Prof Ndung’u said the concerns of a real estate bubble may be displaced because a large number of Kenyans acquiring houses are not doing so for speculative intentions.
“The middle-aged group is not buying housing units in urban areas in order to resell. They buy to generate income and bequeath them as inheritance,” Prof Ndung’u told the Kenya Bankers Association research conference last month.
With annual housing demand standing at 200,000 units against a supply of 50,000 units, the number of people looking to buy or rent houses far outweighs the number of available units – and this hot competition is what is driving up house prices.
The housing deficit, which is now estimated at over two million units, is further compounded by the diminishing land resource that has seen prices rising tenfold over the past decade.
To overcome the challenge, market players are urging property developers to consider adopting a high density approach and bigger plot ratio to make optimal use of the available land.
High density projects such as apartments mean developers can offload more housing units on the same pieces of land.
According to Mouhamadou Gueye, a director of pan-African housing financier Shelter Afrique, builders should consider putting up between 100 and 150 units per hectare to accommodate more households.

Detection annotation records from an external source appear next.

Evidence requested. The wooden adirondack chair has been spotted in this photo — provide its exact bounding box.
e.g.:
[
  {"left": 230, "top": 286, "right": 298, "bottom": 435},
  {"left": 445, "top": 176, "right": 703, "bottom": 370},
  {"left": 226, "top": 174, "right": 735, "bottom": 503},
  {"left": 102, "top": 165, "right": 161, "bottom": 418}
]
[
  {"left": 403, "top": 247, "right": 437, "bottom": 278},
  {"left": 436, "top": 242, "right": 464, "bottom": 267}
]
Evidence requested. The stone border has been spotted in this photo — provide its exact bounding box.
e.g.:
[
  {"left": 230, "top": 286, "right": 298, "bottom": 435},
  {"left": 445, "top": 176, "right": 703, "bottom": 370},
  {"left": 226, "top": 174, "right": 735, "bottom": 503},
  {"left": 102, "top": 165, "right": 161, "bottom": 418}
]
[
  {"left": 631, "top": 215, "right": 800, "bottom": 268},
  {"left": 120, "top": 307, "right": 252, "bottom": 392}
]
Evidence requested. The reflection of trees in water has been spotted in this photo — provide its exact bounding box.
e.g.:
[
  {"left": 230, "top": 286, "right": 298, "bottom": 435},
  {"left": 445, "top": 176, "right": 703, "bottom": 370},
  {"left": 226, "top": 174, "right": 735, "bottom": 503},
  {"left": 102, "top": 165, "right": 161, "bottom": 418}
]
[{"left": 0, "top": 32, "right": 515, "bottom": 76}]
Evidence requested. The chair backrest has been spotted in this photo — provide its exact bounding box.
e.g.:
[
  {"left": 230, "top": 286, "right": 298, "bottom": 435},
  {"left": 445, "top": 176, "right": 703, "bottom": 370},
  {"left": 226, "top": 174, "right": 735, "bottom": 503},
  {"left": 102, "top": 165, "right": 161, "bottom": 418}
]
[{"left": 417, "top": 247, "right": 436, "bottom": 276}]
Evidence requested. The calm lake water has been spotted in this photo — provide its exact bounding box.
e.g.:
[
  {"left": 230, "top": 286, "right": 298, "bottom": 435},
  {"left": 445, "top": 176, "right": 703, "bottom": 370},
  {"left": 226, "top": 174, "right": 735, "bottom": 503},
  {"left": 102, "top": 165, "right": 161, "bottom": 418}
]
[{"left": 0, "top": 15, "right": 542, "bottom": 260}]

“We should be considering an average of 100 to150 units per hectare (2.5 acres) so that more families can fit in less space,” Mr Gueye said.
The low cost housing market segment is particularly facing a huge deficit as many developers have for the past decade shunned the market on the basis of profitability.
This is, however, likely to change in the near future following the government’s recent announcement that it will establish low cost building technology centres across Kenya as it seeks to promote affordable housing in the country.
Low cost building technologies such as expanded polystyrene technology (EPS), plastic panels and interlocking blocks could also help boost supply of new houses in the coming months.